私は自分の机についている長くて細い傷を見つめて、心を空っぽにすることに必死だった。もうこれ以上、暗いことを考えたくない。妬みなんてもので心を埋め尽くしたくない。
「主犯は誰なのか、誰が楓をいじめていたのかは大体見当がついてる。ねえ、中村さん?」
中村さんの声が漏れた。それは高くて変な声だった。
「まあでも、このクラスの奴ら全員、僕はどうにかしてやりたいよ。傍観者も同罪だ」
私は、顔を上げた。スカートを更にぎゅうっと掴んだらスカート越しに肌も引っ掻いてしまい、痛みがじんじんと太ももを熱くさせる。
会長の目は鋭く私達を見据えていた。クラス全体をゆっくりと見渡して全員が同罪だと、言った。
「次、楓に何かしたらただじゃおかない。よく覚えておいてくださいね」
会長は冷たい目で私達を抑圧し、教室の扉を開けた。そして、篠原さんの方を見て「おいで」とやっぱり優しい声を出す。
篠原さんはその声に引っ張られるように席を立つと、会長と一緒に教室を出て行った。
それでも教室はしばらくの間、静かで誰も席を立たなかった。けれど、一人の男子が席を立って無言で教室から出るとだんだん他の生徒も席を立ち、教室を出て行った。

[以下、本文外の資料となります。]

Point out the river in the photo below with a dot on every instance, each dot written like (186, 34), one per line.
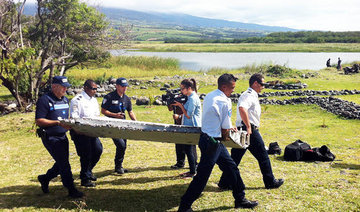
(231, 60)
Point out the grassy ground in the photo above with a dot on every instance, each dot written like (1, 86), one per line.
(152, 186)
(249, 47)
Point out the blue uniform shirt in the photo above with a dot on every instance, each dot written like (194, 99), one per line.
(193, 109)
(52, 108)
(115, 104)
(216, 113)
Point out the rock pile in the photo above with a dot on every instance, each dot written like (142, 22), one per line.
(310, 93)
(337, 106)
(280, 85)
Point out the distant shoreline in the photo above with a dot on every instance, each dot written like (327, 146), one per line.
(245, 47)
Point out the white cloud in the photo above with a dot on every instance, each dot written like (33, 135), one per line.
(331, 15)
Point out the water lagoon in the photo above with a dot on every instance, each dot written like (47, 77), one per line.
(232, 60)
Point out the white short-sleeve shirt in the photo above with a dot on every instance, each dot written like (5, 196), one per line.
(216, 113)
(249, 100)
(82, 106)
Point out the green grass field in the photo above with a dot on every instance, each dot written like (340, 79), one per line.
(152, 186)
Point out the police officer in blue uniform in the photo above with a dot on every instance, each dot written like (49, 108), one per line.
(215, 126)
(248, 118)
(88, 148)
(114, 105)
(50, 108)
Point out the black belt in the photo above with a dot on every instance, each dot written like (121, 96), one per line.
(204, 134)
(253, 127)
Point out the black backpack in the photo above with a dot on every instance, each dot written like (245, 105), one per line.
(296, 151)
(320, 154)
(274, 149)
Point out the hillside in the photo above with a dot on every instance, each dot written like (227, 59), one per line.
(162, 26)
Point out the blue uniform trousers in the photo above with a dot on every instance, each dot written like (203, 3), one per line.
(58, 147)
(180, 153)
(120, 151)
(188, 149)
(210, 154)
(89, 149)
(258, 150)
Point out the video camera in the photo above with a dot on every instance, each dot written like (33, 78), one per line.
(173, 95)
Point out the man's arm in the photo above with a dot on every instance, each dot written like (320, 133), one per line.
(110, 114)
(245, 118)
(42, 122)
(132, 115)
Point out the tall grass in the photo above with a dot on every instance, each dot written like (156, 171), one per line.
(250, 47)
(130, 67)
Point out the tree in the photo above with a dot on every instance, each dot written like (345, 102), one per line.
(63, 34)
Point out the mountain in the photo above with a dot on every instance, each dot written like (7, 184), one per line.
(154, 26)
(185, 20)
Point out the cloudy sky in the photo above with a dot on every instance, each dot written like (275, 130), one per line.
(333, 15)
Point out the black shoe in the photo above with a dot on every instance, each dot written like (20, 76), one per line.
(44, 183)
(245, 203)
(93, 178)
(177, 166)
(87, 183)
(276, 184)
(121, 170)
(184, 209)
(74, 193)
(224, 187)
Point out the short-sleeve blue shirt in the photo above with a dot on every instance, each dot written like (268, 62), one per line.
(50, 107)
(115, 104)
(216, 113)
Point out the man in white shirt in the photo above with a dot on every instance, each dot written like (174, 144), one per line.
(88, 148)
(248, 118)
(216, 124)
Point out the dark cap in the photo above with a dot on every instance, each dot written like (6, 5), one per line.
(61, 80)
(122, 82)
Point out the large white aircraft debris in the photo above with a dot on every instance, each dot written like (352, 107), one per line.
(148, 131)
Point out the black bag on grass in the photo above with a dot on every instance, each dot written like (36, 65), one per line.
(296, 151)
(320, 154)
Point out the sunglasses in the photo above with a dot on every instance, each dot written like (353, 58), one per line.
(262, 83)
(94, 89)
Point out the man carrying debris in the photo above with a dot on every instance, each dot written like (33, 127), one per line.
(114, 105)
(88, 148)
(50, 108)
(248, 118)
(215, 125)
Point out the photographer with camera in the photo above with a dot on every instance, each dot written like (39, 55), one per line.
(191, 117)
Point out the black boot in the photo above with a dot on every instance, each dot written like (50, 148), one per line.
(245, 203)
(74, 193)
(44, 183)
(87, 183)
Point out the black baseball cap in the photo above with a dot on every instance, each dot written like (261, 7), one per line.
(61, 80)
(122, 82)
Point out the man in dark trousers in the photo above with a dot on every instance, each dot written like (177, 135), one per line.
(50, 108)
(88, 148)
(328, 63)
(179, 148)
(114, 105)
(216, 124)
(339, 64)
(248, 118)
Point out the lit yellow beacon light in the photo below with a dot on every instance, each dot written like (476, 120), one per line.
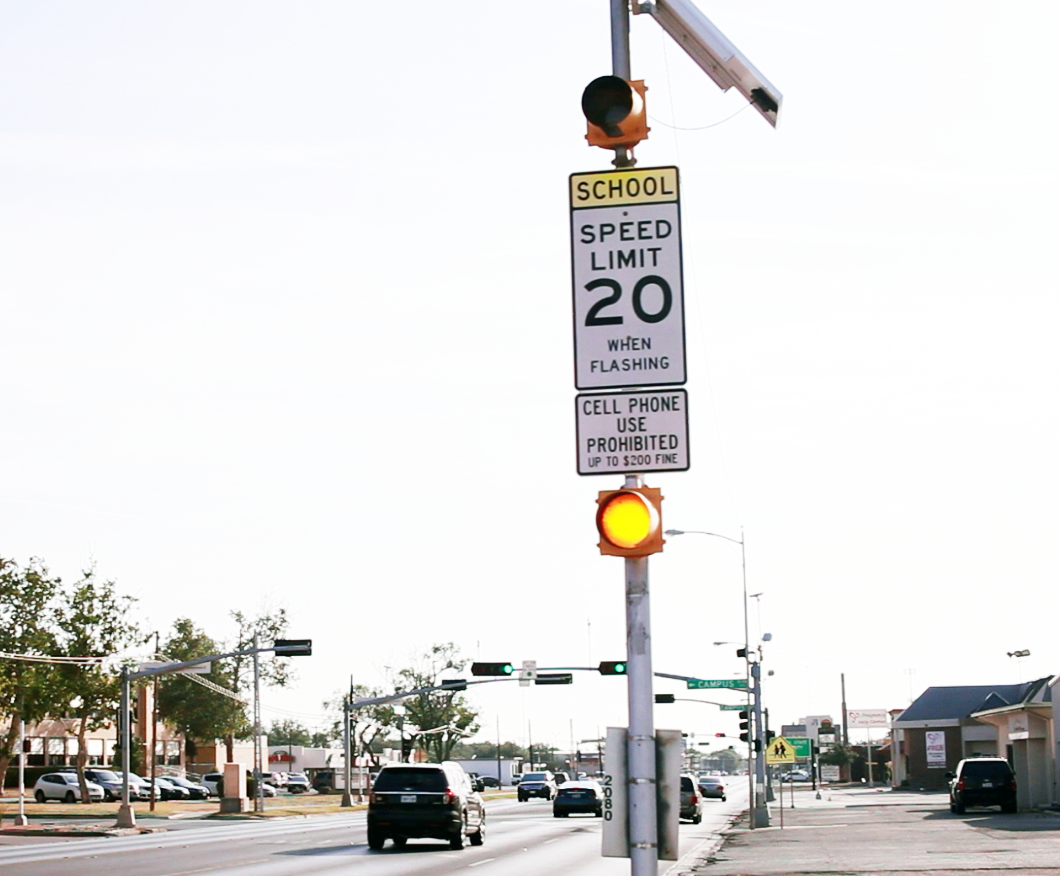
(630, 522)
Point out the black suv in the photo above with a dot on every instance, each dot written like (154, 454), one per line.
(983, 782)
(424, 800)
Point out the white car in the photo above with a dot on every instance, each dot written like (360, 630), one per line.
(64, 786)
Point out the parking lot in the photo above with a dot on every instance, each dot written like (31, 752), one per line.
(863, 831)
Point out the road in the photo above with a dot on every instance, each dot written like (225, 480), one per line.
(522, 838)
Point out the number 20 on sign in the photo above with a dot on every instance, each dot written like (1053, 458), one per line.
(626, 274)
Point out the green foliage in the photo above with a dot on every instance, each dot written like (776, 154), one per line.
(289, 733)
(445, 714)
(837, 755)
(369, 724)
(484, 751)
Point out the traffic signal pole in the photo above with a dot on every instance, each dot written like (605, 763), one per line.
(643, 827)
(620, 63)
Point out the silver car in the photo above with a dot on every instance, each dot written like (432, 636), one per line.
(64, 786)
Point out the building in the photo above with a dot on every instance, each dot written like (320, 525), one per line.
(944, 724)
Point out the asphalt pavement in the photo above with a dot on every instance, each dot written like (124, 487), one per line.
(862, 831)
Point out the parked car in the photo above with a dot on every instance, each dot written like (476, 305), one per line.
(435, 801)
(578, 796)
(139, 788)
(536, 784)
(108, 780)
(983, 782)
(64, 786)
(297, 783)
(691, 802)
(166, 790)
(711, 786)
(212, 781)
(195, 790)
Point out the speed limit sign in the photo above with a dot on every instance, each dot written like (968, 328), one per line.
(628, 288)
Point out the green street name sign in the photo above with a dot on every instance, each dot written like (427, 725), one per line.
(707, 684)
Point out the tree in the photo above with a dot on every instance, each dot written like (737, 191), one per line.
(368, 723)
(27, 615)
(94, 622)
(443, 717)
(287, 732)
(198, 712)
(486, 751)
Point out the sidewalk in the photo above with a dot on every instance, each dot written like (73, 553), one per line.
(863, 831)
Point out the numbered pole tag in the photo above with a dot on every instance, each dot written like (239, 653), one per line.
(626, 272)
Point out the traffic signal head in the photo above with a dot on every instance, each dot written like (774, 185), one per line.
(615, 110)
(492, 668)
(293, 647)
(630, 522)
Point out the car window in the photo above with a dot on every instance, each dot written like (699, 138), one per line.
(992, 770)
(399, 778)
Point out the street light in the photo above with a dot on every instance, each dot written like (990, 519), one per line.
(760, 815)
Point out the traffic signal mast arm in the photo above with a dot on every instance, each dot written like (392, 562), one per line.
(456, 684)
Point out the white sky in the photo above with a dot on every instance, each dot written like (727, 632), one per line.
(286, 320)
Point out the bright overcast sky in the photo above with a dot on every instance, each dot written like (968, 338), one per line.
(286, 319)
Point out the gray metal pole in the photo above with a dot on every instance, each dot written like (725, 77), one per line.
(751, 693)
(620, 62)
(20, 819)
(348, 753)
(643, 825)
(126, 818)
(761, 813)
(259, 790)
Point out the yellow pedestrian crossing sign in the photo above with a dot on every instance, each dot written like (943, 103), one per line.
(779, 751)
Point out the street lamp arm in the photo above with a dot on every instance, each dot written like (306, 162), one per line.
(702, 532)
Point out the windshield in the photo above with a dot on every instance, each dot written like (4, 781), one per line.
(403, 778)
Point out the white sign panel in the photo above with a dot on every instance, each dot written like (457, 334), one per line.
(616, 795)
(867, 717)
(935, 740)
(626, 270)
(633, 432)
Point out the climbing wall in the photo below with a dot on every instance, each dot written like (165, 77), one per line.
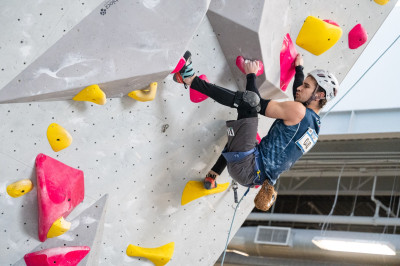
(140, 154)
(256, 29)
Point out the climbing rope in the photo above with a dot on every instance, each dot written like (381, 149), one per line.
(365, 72)
(230, 229)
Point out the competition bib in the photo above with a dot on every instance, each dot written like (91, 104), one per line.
(307, 141)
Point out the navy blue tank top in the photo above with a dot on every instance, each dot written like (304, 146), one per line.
(284, 145)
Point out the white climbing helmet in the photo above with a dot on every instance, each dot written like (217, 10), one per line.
(327, 81)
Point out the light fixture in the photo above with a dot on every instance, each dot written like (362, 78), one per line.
(354, 245)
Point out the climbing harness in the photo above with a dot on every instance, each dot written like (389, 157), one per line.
(230, 229)
(232, 157)
(330, 109)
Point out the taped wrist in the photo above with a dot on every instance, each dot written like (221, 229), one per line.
(263, 104)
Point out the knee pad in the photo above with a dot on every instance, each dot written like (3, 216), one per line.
(247, 100)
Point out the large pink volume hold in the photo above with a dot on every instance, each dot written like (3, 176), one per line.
(60, 189)
(196, 96)
(240, 60)
(287, 59)
(60, 256)
(357, 36)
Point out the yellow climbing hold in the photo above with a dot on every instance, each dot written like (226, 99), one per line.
(19, 188)
(381, 2)
(145, 95)
(318, 36)
(159, 256)
(93, 94)
(195, 189)
(59, 227)
(58, 137)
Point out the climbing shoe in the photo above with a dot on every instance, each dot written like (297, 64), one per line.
(186, 71)
(209, 181)
(266, 197)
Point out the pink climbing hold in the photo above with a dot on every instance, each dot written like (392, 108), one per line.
(287, 59)
(240, 64)
(357, 36)
(196, 96)
(179, 66)
(331, 22)
(60, 189)
(61, 256)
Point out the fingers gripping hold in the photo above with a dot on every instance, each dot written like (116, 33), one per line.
(247, 100)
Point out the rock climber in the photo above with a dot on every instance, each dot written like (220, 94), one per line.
(294, 132)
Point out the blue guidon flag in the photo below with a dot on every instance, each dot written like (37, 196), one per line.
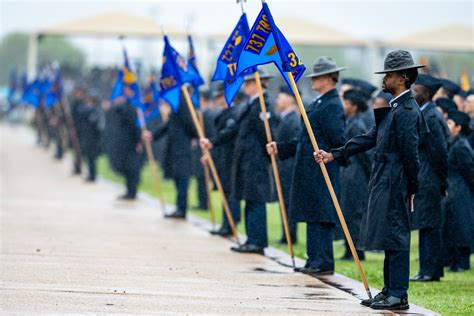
(175, 72)
(55, 91)
(192, 63)
(266, 44)
(227, 60)
(151, 101)
(126, 84)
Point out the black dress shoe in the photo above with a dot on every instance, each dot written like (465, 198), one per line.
(223, 232)
(248, 248)
(126, 197)
(176, 215)
(316, 271)
(423, 278)
(391, 303)
(377, 298)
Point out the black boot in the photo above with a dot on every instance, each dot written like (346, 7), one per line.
(391, 303)
(223, 232)
(176, 215)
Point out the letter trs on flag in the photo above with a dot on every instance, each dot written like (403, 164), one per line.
(266, 44)
(226, 68)
(192, 63)
(175, 72)
(55, 91)
(126, 84)
(151, 102)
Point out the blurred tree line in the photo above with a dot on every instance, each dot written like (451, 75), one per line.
(14, 51)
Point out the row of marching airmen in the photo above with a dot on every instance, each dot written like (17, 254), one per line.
(400, 158)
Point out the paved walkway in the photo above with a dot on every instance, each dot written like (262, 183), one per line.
(70, 247)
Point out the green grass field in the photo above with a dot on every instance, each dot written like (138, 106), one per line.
(453, 295)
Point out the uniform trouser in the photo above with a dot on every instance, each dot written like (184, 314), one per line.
(291, 224)
(234, 207)
(182, 184)
(202, 190)
(396, 273)
(59, 148)
(461, 256)
(132, 174)
(77, 164)
(132, 178)
(256, 223)
(91, 161)
(319, 237)
(430, 252)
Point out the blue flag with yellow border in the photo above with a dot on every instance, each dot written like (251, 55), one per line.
(175, 72)
(54, 90)
(266, 44)
(192, 63)
(227, 61)
(33, 93)
(126, 84)
(12, 86)
(151, 101)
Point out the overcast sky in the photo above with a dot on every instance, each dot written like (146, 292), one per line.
(368, 20)
(365, 19)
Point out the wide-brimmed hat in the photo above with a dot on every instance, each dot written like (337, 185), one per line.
(323, 66)
(398, 60)
(263, 75)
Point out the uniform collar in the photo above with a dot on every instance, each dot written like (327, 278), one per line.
(331, 93)
(400, 98)
(425, 106)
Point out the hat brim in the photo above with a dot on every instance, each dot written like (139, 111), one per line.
(398, 69)
(317, 74)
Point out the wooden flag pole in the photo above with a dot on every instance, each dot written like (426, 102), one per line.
(42, 130)
(276, 174)
(151, 159)
(72, 129)
(60, 128)
(329, 184)
(207, 180)
(212, 166)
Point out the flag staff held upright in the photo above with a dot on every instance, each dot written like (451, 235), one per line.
(210, 161)
(207, 180)
(290, 66)
(276, 174)
(177, 86)
(149, 150)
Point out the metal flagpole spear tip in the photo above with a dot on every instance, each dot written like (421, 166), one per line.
(369, 294)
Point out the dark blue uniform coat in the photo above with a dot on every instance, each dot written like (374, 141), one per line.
(460, 202)
(433, 171)
(394, 176)
(354, 180)
(310, 200)
(250, 175)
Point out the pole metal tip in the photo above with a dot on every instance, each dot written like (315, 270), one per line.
(369, 294)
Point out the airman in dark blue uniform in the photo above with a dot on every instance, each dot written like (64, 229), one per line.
(394, 178)
(310, 201)
(433, 174)
(251, 180)
(460, 200)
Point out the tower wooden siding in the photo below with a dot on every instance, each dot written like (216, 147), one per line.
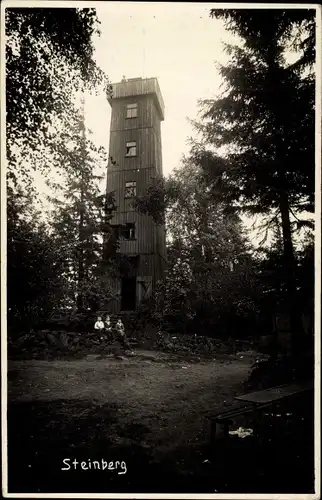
(145, 130)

やがて小さな声が聞こえてきて、「生徒会長は敵に回したくない」と誰かが言っていた。
嫌い、と息で言葉を吐く。
私の心はぐちゃぐちゃだった。
いじめる方が悪いに決まってる。でも、みんながみんな、貴方みたいに強いわけないのに。ああいう人には学校で生きていかないといけない私の気持ちなんて、傍観者の気持ちなんて、羨ましいという妬みの気持ちなんてわかるわけない。
好きな子を守る。正しいよ。正しすぎるよ。それ以外の人は眼中にない。
酷い、無関心だ。会長は、簡単に私がどうにもできなくて苦しんでいる部分をばっさり切り捨て、お前が悪いのだと突きつける。
ああ、なんて正しいんだろう。私だってわかってた。私が悪いんだって。助けられない私が悪い。一番、悪い。でも、生きていくのに必死なの、ここで。この場所で、生きていかないといけないんだから。
他人のために自分の学校生活という人生を棒に振れる人がどれだけいる?正義感と引き換えに私は誰かに殺されてしまうかもしれないのに。
だめだ。なんだこれ。これって私、自分を正当化しようとしている?
鼻をすすった。鼻の奥がつんとするし目の奥が熱い。
このままじゃ、泣いてしまう。早く、帰りたい。帰らないと。